Gen 12:4 says that “Abram was seventy and five years old when he departed out of Haran.” Acts 7:4 says this of Abraham,

Then came he out of the land of the Chaldæans, and dwelt in Charran: and from thence, when his father was dead, he removed him into this land, wherein ye now dwell.​

Now if Abraham was 75 when he left Harran, and he left “when his father was dead” – and we know Terah died at the age of 205 in Harran (Gen 11:32), then 205 - 75 = 130, as the age Terah begat Abraham.

As for Luke 3:36, which places Cainan in the lineage between Arphaxad and Salah (Sala), where the Genesis genealogy omits mention of Cainan, some remarks:

First, the absence of a person in the lineage does not annul the tightly interlocking numeric values between the patriarchs and their offspring. As Floyd Nolan Jones, in his Chronology of the Old Testament puts it,

For regardless of the number of names or descendants that might be missing between Arphaxad and Salah (or any other two patriarchs) their lives are mathematically interlocked and a fixed relationship exists; when Salah was born, Arphaxad was thirty-five years old and so on across the entire span in question. Consequently, no time can possibly be missing even though names may so be. Strange as it may seem at first, in this instance the two concepts are mutually exclusive. (p. 34)​

Dr. Jones is firm that both the Genesis genealogy and the one in Luke 3 are correct and both the infallible word of God. While admitting there is no explanation for the omission given in Scripture, Jones gives a number of scenarios to show how it may have come to be. Here is one of them:

In this scenario both Arphaxad and Cainan (Arphaxad’s son) married young. Cainan dies after conceiving Salah but before his birth. At age 35, Arphaxad then adopts his grandson, Salah (like Jacob adopted his grandsons, Ephraim and Manasseh). (Mat. 1:1; Heb. 7:9-10) [Footnote: Compare Ruth 4:17 which declares that “there is a son born to Naomi”, whereas technically she is his step mother-in-law. . .] (Ibid., p. 35)​

At any rate, the Cainan spoken of in Luke 3:36 poses no threat to the timeline of Genesis 11, only a mystery. The LXX versions of Genesis 11 which posit a Cainan in them are spurious, patently contriving to construct an order which fails.

I had noted in post #9 of this thread, difficulty enters the genealogical comparison between Noah and Abraham regarding Terah’s age at Abraham’s birth; I hope what I have written above satisfactorily addresses that (though surely not everyone will be convinced – as my commentaries show!).
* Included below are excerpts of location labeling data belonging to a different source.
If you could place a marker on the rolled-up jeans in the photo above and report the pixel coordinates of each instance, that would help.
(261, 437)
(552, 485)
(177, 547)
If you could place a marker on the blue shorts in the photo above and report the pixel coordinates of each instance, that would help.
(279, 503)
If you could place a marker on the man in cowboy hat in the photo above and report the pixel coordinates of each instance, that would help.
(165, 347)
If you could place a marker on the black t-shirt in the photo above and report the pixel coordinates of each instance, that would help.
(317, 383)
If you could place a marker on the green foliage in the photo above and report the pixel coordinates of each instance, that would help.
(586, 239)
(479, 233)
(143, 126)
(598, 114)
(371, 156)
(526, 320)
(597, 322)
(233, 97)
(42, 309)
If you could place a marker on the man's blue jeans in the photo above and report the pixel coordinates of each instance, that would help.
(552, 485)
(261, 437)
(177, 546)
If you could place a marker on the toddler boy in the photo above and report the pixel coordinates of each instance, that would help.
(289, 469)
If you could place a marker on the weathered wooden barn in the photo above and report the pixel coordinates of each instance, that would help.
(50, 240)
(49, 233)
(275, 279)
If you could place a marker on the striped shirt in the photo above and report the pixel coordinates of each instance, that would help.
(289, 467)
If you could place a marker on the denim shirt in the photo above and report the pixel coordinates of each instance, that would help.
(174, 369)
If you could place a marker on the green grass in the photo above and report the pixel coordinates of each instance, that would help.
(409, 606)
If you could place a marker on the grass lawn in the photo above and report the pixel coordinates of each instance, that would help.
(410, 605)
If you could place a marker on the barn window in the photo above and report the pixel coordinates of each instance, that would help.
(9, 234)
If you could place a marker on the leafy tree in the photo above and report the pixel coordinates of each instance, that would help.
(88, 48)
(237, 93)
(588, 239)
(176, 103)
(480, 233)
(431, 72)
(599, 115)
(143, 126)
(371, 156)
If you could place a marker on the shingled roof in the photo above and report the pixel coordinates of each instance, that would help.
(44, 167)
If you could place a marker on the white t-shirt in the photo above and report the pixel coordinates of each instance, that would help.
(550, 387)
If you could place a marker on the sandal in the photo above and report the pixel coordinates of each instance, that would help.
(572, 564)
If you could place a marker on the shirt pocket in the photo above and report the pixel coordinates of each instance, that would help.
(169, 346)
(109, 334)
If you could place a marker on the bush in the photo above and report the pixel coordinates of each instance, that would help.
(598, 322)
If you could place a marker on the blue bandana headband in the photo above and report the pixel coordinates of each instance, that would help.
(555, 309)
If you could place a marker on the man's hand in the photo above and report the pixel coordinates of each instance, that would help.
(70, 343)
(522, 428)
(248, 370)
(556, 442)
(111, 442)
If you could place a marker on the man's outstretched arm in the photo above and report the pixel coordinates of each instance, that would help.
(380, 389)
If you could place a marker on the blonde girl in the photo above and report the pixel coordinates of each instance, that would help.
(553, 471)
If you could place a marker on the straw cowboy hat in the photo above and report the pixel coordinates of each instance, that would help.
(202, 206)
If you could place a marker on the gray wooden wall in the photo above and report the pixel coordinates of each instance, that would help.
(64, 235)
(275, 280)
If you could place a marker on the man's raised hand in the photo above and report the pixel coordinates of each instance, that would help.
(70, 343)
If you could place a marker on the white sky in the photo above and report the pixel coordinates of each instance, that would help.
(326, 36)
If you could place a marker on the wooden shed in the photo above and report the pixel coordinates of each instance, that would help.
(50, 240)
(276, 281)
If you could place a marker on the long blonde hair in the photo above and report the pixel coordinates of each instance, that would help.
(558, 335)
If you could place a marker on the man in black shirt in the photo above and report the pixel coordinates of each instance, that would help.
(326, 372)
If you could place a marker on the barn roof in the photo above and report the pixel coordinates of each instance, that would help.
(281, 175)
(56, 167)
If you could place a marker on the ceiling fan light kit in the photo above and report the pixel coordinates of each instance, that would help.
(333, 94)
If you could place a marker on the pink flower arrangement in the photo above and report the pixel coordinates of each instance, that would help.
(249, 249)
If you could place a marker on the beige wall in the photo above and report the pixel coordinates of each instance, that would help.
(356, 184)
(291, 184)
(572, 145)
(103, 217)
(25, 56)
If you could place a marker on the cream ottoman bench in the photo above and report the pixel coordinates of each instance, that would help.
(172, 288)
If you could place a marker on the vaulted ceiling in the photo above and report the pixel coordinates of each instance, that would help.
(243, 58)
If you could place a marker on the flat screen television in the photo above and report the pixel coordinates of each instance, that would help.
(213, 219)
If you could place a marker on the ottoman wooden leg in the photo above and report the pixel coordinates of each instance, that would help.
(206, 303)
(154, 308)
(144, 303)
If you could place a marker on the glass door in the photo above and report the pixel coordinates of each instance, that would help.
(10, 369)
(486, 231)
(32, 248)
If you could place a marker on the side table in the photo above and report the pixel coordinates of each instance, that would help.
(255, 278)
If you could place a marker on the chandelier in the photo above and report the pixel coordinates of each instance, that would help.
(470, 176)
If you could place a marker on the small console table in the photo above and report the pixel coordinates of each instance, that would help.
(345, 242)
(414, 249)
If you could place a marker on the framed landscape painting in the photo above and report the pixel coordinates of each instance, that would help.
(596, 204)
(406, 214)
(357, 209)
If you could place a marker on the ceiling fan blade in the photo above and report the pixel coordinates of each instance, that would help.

I do think it sound to say that Noah died two years before Abraham saw the light of day.

As for there being 10 generations both before the Flood and after it to Abraham, with both Noah and Terah having three sons, and what some say about these two lineages being but formulaic compilations with gaps between people and generations, this theory can be disproven (in the first lineage) by attestation of Scripture, and in the second, as I have shown above.

All scripture is given by inspiration of God, and is profitable for doctrine, for reproof, for correction, for instruction in righteousness:

That the man of God may be perfect, thoroughly furnished unto all good works. (2 Tim 3:16, 17)

Our wonderful Saviour has kept His promise to give us an intact, infallible, preserved word of God, that we may have comfort and strength in the holy Scriptures. Heaven and earth shall pass away, but His words shall not pass away (Cf. Matt 24:35).